Combining intercostal nerve cryoablation with bilateral single-shot ESPB before incision has shown promising results in improving postoperative pain control for patients undergoing the Nuss procedure. This multimodal approach allows ESPB to provide immediate thoracic analgesia while cryoablation takes effect, ensuring a seamless transition toward prolonged pain relief. Aranda-Valderrama et al. demonstrated that this strategy significantly reduces perioperative opioid consumption and facilitates earlier mobilization and discharge [2]. By minimizing opioid-related side effects, this technique enhances patient comfort and recovery, improves hospital workflow, and aligns with modern multimodal analgesia principles, representing a safe, effective, and opioid-sparing approach for postoperative pain management after the Nuss procedure [2].
In our patient, the ESPB appeared to play a key role in managing pain both during surgery and in the immediate postoperative period; however, it did not fully alleviate her sensation of thoracic pressure, with a patient-reported VAS score of 8/10 upon arrival in the PACU, although clinical signs suggested only moderate discomfort. Despite this isolated high score, several clinical observations support the effectiveness of the block. During the intraoperative period, she required no additional opioid boluses beyond induction and maintained stable hemodynamics throughout the procedure. Upon arrival in the PACU, her facial expression and overall presentation were not consistent with the reported VAS score, and she exhibited no physiological signs typically associated with significant pain, such as hypertension or tachycardia. Rapid analgesic improvement was achieved (VAS 3/10) with a low dose of intravenous opioids over a short period, even before the full onset of the cryoanalgesic effect.

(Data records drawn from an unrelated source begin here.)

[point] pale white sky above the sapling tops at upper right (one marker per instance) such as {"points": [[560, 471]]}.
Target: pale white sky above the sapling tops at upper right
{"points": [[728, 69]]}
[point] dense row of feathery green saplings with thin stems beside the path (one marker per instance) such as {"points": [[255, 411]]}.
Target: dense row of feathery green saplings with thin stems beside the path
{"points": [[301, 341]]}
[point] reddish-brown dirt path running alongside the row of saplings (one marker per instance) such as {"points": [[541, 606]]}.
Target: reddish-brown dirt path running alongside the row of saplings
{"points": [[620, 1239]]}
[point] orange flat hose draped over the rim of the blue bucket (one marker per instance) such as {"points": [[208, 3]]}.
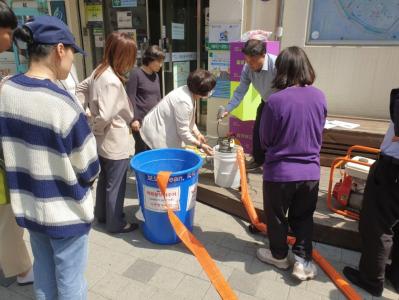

These findings suggest that the ESPB was likely effective and that the initially reported VAS may have reflected a subjective perception of thoracic pressure rather than true nociceptive pain. More detailed preoperative education regarding expected postoperative sensations might have further aligned patient-reported pain scores with objective clinical observations.
Despite these encouraging outcomes, current evidence supporting the combined use of intercostal nerve cryoablation and ESPB in the Nuss procedure remains limited to case reports and small observational studies. High-quality prospective and randomized clinical trials are still required to validate these findings and inform standardized protocols for their integration into routine anesthetic practice.
Conclusions
The combination of thoracoscopic intercostal nerve cryoablation with ESPB appears to be a safe and effective analgesic strategy for postoperative pain management following the Nuss procedure. This approach ensured adequate immediate analgesia through ESPB while providing prolonged pain relief from cryoablation, resulting in minimal opioid consumption, early mobilization, and timely discharge. Given its favorable safety profile, technical simplicity, and compatibility with ERAS protocols, this multimodal strategy represents a valuable alternative to traditional techniques such as TEA or PVB in pediatric and adolescent patients undergoing the Nuss procedure. Further evaluation and experience may facilitate the refinement of its application and support its integration into standard perioperative care.